Payer pour la similisensation forte de tuer des bêtes similisauvages dans un similiforêt n’a rien du défi, de l’évasion dans la nature ni de ce que les chasseurs invoquent habituellement comme principales motivations. HEIN!
Pourtant la formule fait rage, au point de se propager à un rythme ahurissant à travers le monde. Les entreprises du Québec sont encore bien modestes en comparaison des gigantesques " game ranches " américains dont l’inventaire peut parfois compter des milliers de bêtes d’une grande quantité d’espèces; indigènes, exotiques ou les deux, à poils ou à plumes. Certaines peuvent se procurer «n’importe quoi sur commande». D’autres permettent au client de pousser la paresse jusqu’à se laisser conduire dans un véhicule équipé de fauteuils rembourrés, d’où il n'aura même pas à s’extraire pour abattre son trophée. On stationne près de l’endroit où les bêtes sont habituellement nourries et, lorsqu’elles s´en approchent pour recevoir leur pitance, BANG! Aucune aptitude n’est requise. Dans un ranch du Texas, un homme a ainsi tiré deux coups sur une antilope attirée par des épis de maïs, perforant d’abord les intestins, blessant ensuite une patte. Le guide a dû achever l'animal pour mettre fin à son martyre.
La chasse en conserve prend aussi la forme d´évènements spéciaux. Depuis près de soixante ans, à la Fête du Travail se déroule à Hegins, en Pennsylvanie, un festival de tir au pigeon, véritable orgie ou l’hystérie des chasseurs - qui paient des centaines de dollars pour y participer - n’a d’égale que l’ampleur de l’hécatombe qui s’ensuit. Malgré les pressions des mouvements humanitaires, l’État continue d’autoriser cette tuerie. Des milliers et des milliers de pigeons sont massacrés chaque année.

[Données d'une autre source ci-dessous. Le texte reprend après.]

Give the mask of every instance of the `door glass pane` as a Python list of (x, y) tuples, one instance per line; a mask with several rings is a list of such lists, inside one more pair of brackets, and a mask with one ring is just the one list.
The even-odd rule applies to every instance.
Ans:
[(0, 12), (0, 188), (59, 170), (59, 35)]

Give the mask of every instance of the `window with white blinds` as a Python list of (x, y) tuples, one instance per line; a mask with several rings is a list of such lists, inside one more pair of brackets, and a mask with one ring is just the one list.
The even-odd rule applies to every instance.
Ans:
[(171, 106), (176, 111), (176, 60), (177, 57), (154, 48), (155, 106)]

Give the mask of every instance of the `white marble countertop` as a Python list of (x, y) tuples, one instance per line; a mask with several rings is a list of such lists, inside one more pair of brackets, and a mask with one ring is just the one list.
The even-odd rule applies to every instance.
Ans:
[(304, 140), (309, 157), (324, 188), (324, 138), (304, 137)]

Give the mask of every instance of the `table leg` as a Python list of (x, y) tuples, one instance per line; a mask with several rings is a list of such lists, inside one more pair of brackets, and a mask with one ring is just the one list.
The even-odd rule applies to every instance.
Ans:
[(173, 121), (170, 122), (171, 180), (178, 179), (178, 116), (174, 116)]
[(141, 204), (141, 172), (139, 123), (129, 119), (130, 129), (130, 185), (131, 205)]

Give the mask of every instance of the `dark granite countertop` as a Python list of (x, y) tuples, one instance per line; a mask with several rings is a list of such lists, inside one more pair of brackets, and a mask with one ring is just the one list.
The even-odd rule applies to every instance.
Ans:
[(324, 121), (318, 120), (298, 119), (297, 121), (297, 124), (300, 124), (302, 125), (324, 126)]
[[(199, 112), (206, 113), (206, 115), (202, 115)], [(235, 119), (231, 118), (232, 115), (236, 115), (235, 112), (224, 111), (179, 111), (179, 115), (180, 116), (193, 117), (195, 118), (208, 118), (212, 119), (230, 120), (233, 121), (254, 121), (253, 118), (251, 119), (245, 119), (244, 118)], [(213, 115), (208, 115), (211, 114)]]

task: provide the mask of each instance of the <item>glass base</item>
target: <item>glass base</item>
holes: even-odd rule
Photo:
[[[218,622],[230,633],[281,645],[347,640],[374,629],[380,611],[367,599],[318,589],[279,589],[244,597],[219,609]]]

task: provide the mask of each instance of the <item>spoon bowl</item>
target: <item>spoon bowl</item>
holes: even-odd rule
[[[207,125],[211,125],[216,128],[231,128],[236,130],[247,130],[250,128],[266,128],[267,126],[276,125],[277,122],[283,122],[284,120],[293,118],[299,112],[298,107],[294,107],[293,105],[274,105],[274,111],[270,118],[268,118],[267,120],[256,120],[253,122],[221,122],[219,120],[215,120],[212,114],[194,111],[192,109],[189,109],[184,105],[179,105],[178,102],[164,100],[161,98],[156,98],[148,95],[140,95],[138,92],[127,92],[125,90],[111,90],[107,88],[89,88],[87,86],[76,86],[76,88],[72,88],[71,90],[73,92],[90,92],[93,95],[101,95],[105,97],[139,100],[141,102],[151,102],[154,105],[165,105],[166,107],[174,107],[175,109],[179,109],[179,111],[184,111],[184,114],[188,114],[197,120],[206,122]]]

Au signal du chasseur caché derrière sa barricade, un préposé actionne un mécanisme qui propulse l’oiseau dans les airs. Les volatiles sont ainsi relâchés un après un de leur cage. Fortement secoués, certains retombent abasourdis au sol; ceux qui réussissent à prendre leur envol servent de cibles et se font canarder au passage. Une vidéo tournée à l’insu des organisateurs démontre qu’au moins 28 à 30 p.100 des pigeons ne sont que blessés. Des adolescents courent les récupérer pour les achever en leur tordant le cou, ou en leur arrachant la tête.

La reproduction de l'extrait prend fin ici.